*sigh*

17 0 1
                                    

I... I just don't know. I'm having a break down right now. The whole trans thing, although it's completely real, I... I wish I never came out. I just wanted people to see me for me and I thought I'd be happy and finally okay with myself but it's only made me hate myself more. Because no one calls me what I see myself as. 

I'm still Mykayla and a her in the eyes of most of my friends and all my family. Some of my teachers don't call me what I prefer. And some of the people I trust the most, refuse to even make an effort.

Like, I know it's so difficult for them. I mean, I dropped it on them from no where. The only person who even knew about the whole thing was my friend Salem. But... just imagine how it feels for me. I mean like, I'm not excepted by my family. Even my sister, the most accepting person I know, has yet to ever as what I prefer to be called. And I can't even have a body similar tto what I want. By that, I mean I'm not even allowed to have a binder. 

A binder is a compression thing used to make you look or male-like. I'm not good with big words, sorry.

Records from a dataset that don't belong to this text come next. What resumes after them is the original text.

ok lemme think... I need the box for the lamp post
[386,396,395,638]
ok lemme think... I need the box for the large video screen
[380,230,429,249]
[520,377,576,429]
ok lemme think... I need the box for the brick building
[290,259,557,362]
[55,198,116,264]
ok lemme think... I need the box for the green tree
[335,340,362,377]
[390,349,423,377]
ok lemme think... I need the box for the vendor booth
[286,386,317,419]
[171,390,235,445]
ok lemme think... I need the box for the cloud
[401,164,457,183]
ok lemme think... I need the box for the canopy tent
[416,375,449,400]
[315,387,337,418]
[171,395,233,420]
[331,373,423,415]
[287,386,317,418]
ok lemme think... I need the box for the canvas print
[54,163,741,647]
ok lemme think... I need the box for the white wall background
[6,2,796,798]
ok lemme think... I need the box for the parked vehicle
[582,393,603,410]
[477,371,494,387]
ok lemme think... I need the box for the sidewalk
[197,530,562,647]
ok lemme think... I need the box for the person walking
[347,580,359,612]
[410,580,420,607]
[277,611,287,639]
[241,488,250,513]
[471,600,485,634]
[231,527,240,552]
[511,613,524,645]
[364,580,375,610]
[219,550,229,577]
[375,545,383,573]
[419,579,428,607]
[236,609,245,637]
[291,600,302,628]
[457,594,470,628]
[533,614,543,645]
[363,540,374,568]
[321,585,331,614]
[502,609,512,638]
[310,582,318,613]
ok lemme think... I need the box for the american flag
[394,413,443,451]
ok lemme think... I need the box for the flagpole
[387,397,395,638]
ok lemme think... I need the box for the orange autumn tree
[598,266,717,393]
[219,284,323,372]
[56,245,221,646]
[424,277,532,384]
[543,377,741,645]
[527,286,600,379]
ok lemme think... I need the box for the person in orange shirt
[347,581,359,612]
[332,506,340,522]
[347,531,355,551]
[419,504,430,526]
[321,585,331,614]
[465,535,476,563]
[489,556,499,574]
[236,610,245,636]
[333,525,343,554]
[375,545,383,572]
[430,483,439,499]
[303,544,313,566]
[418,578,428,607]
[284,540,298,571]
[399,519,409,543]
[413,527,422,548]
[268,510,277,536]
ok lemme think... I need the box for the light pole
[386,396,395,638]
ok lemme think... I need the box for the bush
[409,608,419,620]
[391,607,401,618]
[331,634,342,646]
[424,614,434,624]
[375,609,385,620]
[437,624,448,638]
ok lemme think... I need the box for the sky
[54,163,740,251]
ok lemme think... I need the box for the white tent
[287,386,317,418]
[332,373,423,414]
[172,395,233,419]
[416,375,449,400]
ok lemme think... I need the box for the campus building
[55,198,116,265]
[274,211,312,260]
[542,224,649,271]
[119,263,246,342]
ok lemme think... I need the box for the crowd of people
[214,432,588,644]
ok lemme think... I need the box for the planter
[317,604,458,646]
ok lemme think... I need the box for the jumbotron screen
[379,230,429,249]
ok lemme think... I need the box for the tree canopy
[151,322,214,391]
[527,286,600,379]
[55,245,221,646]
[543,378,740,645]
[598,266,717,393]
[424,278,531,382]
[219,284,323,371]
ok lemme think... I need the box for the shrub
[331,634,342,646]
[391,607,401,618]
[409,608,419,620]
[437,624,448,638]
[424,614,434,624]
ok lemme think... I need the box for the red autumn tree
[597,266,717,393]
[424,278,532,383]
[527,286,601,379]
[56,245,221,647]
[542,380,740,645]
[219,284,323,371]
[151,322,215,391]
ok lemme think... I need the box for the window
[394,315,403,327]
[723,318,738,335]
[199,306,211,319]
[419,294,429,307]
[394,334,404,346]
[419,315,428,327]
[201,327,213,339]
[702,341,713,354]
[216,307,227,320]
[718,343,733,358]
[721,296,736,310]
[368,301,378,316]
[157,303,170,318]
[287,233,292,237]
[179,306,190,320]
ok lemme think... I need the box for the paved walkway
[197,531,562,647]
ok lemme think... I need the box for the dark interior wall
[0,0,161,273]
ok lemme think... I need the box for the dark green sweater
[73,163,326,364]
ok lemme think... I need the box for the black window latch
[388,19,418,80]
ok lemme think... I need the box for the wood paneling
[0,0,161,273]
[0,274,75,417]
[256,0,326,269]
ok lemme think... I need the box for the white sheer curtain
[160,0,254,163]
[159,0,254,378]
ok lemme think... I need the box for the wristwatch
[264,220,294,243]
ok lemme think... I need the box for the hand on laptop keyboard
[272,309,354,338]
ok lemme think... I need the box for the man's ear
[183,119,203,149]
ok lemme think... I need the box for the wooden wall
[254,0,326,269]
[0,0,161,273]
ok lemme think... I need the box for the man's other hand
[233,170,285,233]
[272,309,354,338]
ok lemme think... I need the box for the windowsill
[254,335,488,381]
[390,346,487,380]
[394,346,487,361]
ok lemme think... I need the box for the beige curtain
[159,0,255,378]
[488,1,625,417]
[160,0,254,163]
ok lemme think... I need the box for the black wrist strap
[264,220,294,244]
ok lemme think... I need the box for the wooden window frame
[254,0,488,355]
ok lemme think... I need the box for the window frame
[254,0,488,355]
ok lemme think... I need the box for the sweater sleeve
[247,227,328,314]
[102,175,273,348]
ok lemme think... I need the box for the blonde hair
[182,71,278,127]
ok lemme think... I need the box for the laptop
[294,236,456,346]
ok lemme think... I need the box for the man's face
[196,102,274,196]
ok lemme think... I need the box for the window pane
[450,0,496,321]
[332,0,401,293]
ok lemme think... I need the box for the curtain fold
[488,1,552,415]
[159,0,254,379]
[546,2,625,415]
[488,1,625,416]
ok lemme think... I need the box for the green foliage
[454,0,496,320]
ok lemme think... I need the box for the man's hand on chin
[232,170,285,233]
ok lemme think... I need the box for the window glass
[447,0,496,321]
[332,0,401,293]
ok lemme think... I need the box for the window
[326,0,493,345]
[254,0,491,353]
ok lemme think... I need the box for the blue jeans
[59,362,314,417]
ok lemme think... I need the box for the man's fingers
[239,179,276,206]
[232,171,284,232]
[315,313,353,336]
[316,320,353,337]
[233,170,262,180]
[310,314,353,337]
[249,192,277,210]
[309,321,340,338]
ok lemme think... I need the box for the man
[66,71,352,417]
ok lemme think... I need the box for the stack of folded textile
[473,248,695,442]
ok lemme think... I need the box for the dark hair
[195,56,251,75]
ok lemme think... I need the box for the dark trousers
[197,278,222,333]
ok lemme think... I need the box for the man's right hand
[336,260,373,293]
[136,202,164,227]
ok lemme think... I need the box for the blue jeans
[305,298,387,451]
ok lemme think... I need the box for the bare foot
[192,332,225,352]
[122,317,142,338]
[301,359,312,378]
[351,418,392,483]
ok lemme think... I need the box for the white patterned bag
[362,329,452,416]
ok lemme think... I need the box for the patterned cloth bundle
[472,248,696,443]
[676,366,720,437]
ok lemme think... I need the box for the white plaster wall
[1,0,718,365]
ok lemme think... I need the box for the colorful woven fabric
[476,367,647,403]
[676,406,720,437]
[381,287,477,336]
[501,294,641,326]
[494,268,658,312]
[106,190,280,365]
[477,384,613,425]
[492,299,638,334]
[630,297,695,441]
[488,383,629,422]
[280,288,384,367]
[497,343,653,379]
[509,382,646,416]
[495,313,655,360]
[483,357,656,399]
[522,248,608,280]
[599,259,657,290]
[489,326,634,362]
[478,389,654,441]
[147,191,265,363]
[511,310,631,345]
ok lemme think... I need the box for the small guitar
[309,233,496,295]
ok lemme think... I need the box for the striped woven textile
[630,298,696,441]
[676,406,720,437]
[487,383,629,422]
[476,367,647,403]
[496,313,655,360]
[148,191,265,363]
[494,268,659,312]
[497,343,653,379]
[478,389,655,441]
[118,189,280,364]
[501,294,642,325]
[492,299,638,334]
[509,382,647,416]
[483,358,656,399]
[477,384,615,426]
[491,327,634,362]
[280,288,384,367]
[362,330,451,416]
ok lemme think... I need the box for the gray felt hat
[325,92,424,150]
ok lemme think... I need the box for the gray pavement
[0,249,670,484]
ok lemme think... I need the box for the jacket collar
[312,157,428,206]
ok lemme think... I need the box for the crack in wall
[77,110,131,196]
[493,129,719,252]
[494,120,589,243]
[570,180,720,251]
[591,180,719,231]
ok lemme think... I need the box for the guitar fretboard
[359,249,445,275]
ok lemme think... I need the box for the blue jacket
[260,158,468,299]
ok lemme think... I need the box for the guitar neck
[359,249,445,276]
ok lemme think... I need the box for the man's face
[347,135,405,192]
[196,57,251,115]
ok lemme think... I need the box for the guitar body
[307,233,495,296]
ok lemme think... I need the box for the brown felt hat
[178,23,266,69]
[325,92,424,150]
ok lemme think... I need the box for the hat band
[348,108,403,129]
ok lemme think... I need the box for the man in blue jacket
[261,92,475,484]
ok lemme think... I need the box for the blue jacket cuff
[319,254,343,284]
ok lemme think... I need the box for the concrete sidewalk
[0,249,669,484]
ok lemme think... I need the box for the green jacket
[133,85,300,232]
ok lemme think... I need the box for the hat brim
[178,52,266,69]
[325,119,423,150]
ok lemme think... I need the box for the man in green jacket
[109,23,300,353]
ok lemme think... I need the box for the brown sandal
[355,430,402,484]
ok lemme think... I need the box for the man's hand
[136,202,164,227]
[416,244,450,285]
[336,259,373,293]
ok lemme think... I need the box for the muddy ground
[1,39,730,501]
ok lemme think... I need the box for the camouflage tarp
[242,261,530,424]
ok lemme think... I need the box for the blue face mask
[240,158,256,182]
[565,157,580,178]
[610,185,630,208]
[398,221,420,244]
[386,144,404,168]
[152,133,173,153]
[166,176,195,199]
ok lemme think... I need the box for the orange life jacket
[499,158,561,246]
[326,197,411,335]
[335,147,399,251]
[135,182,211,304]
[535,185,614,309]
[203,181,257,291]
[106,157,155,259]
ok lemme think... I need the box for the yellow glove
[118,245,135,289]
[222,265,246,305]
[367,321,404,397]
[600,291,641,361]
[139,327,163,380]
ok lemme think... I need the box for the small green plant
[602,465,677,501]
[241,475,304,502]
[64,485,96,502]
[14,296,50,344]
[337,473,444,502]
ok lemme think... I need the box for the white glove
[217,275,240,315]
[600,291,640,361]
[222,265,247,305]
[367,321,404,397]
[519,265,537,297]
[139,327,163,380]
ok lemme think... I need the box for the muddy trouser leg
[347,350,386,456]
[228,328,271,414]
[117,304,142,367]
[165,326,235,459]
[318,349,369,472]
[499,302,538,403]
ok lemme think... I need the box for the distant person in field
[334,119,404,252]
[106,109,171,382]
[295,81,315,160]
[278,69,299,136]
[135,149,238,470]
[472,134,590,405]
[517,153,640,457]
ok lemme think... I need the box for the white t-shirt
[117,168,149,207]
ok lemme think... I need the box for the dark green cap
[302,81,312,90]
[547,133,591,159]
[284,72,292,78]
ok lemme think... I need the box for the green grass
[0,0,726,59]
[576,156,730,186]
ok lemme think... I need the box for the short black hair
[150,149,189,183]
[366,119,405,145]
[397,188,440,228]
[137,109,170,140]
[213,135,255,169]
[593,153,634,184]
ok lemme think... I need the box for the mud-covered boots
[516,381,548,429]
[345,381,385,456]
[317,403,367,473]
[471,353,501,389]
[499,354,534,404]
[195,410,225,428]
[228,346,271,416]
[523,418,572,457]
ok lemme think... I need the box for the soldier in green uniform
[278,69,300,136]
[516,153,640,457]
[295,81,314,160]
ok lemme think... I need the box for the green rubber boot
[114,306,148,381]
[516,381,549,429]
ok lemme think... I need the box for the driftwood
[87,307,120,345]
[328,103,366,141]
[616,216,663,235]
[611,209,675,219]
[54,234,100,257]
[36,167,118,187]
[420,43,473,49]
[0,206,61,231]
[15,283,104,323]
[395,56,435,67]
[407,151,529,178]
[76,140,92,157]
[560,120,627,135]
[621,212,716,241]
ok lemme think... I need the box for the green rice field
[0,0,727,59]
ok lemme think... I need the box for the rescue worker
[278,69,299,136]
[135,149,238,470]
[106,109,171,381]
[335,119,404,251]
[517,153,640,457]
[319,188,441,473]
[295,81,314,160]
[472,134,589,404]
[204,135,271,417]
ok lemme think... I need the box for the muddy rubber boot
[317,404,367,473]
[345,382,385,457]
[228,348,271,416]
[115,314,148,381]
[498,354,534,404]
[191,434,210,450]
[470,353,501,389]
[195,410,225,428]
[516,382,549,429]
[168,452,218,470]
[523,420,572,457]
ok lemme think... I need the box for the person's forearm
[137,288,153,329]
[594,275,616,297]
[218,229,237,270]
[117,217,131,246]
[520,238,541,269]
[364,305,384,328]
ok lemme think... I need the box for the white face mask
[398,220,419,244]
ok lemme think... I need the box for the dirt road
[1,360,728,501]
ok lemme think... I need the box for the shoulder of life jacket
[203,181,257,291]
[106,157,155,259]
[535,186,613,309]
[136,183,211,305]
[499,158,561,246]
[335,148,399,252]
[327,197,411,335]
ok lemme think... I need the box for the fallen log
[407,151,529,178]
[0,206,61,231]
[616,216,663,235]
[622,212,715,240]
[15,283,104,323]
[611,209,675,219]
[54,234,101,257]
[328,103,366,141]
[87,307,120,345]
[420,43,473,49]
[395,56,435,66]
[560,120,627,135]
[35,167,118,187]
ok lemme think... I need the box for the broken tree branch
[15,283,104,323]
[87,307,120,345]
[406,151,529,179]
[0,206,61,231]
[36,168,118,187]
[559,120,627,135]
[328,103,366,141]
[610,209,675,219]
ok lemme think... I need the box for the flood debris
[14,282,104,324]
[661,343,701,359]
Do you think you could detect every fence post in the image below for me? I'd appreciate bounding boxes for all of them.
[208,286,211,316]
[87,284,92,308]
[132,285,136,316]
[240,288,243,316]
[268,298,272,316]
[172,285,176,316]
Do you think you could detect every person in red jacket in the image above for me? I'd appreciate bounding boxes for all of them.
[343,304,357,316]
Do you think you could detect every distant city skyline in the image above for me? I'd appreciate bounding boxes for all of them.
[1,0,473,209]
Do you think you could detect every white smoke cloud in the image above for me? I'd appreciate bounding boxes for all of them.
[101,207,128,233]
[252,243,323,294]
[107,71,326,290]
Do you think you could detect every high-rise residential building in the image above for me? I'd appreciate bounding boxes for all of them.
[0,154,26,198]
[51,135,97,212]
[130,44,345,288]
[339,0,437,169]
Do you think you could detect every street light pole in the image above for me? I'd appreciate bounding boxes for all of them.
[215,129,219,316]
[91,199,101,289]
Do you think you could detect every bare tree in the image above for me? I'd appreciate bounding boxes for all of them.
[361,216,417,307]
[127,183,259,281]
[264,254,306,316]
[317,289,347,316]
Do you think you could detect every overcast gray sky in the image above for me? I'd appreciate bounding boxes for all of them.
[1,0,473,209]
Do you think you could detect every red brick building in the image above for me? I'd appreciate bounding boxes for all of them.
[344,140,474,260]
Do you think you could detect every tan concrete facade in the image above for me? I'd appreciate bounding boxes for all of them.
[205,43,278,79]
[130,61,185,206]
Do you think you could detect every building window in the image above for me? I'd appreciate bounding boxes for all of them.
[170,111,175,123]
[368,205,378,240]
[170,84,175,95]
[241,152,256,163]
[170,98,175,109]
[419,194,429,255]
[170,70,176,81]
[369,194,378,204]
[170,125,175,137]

And worst of all, even other transgender people are hating one me. A few other people who went to my school last year came out as transgender. Now, I didn't know them very well so how would I have known? But a lot of the LGBT community has been bagging on me for that girl who killed herself recently. They've been saying I'm one of the fakers who see this as a trend. I don't know what sick-minded person you think I am. I couldn't imagine putting myself through this on purpose.

The humiliation. The harrassment. The consent dysforia. The pain. Just why? Why would I force myself through that? I don't know why you would even think that...

And people wonder why I want to be dead 99.99% of the time.